Она объясняла очень доходчиво.

— Не могли бы мы сменить тему, мисс Калли? — смущенно попросил я.

Она тут же улыбнулась и ответила:

— Конечно! Вы — мой гость, и моя обязанность сделать так, чтобы вы чувствовали себя гостем желанным.

Она снова взяла вилку, и довольно долго мы ели, слушая лишь дробь дождя по крыше.

— В нынешнем году очень влажная весна, — сообщила наконец мисс Калли. — Для бобов хорошо, но моим помидорам и дыням нужно солнце.

Я успокоился, уверившись, что наши встречи не прекратятся. Моя история о мисс Калли, Исаве и их выдающихся детях была почти закончена. Я намеренно затягивал свои интервью, чтобы провести еще один-другой четверг за обедом на веранде мисс Калли. Поначалу мне было неловко, что для меня одного столько готовится: мы могли съесть лишь малую часть этого изобилия. Но хозяйка заверила меня, что ничего не пропадает даром. Они с Исавом зачастую в компании друзей заботятся о том, чтобы остатки пошли в дело.

— Я теперь готовлю только три раза в неделю, — призналась она со смущением.

На десерт были поданы персиковый пирог и ванильное мороженое. Мы решили передохнуть часок, чтобы пища улеглась. Мисс Калли принесла две чашки крепкого черного кофе, и мы пересели в кресла-качалки, в которых обычно работали. Я достал свой блокнот, ручку и начал задавать вопросы. Мисс Калли обожала, когда я записывал то, что она мне рассказывала.

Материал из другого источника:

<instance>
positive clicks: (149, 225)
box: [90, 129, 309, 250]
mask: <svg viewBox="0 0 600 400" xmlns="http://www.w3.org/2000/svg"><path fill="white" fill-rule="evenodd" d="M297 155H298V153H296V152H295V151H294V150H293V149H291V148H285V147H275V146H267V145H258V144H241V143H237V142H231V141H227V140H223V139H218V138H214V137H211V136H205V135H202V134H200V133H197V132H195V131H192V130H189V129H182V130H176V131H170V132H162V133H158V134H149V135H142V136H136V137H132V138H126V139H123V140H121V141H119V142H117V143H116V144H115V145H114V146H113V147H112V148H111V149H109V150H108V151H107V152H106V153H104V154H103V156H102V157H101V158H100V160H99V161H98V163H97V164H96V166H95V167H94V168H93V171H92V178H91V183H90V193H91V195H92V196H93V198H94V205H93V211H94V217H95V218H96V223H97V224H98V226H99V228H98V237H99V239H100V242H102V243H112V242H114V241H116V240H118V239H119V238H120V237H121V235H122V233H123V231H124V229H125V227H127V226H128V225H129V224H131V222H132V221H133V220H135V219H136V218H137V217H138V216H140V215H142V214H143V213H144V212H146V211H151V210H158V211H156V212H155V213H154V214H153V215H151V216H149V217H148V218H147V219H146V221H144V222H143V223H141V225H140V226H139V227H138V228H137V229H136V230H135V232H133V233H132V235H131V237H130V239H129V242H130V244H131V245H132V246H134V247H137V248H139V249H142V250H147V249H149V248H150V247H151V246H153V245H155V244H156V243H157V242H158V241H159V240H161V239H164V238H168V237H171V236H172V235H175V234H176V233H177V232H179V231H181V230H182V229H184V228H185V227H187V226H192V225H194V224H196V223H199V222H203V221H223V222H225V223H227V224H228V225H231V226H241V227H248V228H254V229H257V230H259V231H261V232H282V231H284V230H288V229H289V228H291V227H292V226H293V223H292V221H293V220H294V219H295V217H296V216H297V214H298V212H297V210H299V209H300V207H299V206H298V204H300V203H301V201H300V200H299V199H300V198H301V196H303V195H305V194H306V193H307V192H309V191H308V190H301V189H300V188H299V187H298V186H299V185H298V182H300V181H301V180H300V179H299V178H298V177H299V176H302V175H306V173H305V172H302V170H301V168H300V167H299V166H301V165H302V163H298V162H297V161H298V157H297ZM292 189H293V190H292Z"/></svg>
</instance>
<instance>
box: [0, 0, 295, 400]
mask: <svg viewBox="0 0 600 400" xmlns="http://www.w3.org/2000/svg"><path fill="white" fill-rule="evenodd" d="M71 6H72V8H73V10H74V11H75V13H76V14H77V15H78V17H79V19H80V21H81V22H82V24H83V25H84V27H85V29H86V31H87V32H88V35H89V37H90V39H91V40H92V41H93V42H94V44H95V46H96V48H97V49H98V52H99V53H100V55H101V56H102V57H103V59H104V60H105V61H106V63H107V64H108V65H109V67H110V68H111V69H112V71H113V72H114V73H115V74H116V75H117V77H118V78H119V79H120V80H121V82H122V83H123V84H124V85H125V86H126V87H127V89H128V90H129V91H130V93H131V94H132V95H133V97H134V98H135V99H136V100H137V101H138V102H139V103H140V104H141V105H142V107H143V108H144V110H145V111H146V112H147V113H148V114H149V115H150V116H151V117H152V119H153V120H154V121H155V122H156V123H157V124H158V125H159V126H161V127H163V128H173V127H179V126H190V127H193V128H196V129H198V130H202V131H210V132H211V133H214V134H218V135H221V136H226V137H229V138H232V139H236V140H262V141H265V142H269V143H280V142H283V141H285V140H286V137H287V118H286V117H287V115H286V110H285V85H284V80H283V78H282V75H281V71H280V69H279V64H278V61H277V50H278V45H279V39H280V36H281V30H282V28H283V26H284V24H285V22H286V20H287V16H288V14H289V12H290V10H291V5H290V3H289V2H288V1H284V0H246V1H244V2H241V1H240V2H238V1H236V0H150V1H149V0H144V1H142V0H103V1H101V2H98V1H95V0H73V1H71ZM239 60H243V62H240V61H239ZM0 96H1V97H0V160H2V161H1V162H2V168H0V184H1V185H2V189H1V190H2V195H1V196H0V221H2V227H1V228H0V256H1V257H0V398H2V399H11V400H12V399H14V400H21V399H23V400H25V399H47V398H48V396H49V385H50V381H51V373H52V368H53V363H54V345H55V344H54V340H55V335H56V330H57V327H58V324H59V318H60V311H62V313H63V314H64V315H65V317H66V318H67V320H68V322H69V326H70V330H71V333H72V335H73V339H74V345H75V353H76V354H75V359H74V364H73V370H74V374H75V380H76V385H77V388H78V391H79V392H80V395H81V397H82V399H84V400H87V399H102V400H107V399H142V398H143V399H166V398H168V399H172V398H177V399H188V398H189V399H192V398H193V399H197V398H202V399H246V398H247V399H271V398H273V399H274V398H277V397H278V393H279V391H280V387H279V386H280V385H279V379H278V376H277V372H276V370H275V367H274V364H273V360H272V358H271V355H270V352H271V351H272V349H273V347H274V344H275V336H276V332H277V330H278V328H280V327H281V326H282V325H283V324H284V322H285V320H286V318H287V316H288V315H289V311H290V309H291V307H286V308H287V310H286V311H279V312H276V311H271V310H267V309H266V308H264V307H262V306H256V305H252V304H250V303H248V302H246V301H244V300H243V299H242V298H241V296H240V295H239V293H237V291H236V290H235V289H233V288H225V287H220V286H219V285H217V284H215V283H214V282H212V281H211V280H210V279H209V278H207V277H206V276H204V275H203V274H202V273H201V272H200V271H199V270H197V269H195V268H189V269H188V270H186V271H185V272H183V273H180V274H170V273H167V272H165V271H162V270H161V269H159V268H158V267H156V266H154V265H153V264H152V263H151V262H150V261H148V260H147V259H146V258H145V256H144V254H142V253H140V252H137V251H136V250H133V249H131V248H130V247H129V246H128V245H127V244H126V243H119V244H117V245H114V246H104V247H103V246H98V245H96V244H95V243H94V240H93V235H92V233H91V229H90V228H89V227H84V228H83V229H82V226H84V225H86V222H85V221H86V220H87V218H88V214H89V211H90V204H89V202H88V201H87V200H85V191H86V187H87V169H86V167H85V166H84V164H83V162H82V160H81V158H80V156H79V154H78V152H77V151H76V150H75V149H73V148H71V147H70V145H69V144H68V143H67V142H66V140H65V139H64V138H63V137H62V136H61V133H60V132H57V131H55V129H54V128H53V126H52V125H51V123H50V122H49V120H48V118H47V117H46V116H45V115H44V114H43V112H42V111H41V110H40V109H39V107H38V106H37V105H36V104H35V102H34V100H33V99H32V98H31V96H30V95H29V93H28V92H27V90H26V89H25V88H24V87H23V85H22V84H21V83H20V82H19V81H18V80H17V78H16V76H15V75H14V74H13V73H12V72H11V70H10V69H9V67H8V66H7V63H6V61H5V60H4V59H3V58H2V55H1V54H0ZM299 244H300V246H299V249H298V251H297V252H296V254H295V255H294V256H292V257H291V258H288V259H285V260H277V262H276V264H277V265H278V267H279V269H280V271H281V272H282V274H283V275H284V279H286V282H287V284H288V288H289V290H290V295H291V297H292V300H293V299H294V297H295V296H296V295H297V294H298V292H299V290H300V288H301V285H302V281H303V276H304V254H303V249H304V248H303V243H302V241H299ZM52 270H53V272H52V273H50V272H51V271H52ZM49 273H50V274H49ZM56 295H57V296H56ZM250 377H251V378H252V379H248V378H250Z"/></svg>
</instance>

Первые семь ее детей носили итальянские имена — Альберто (Эл), Леонардо (Леон), Массимо (Макс), Роберто (Бобби), Глория, Карлотта и Марио. Только Сэм, младший, тот, который, по слухам, находился в бегах, получил американское имя. Во время моего второго визита мисс Калли объяснила, что воспитывалась в итальянской семье, жившей здесь, в округе Форд, но это была еще одна из тех «долгих историй», которые она откладывала на потом. Все семеро старших были лучшими в своих классах выпускниками школы для цветных, что на Берли-стрит. Все получили докторские степени и преподавали теперь в колледжах. Биографическими сведениями было исписано множество страниц в моем блокноте, потому что о своих детях мисс Калли могла говорить без преувеличения часами.

И говорила. Я, медленно раскачиваясь в своей качалке, записывал под стук дождя и в конце концов засыпал.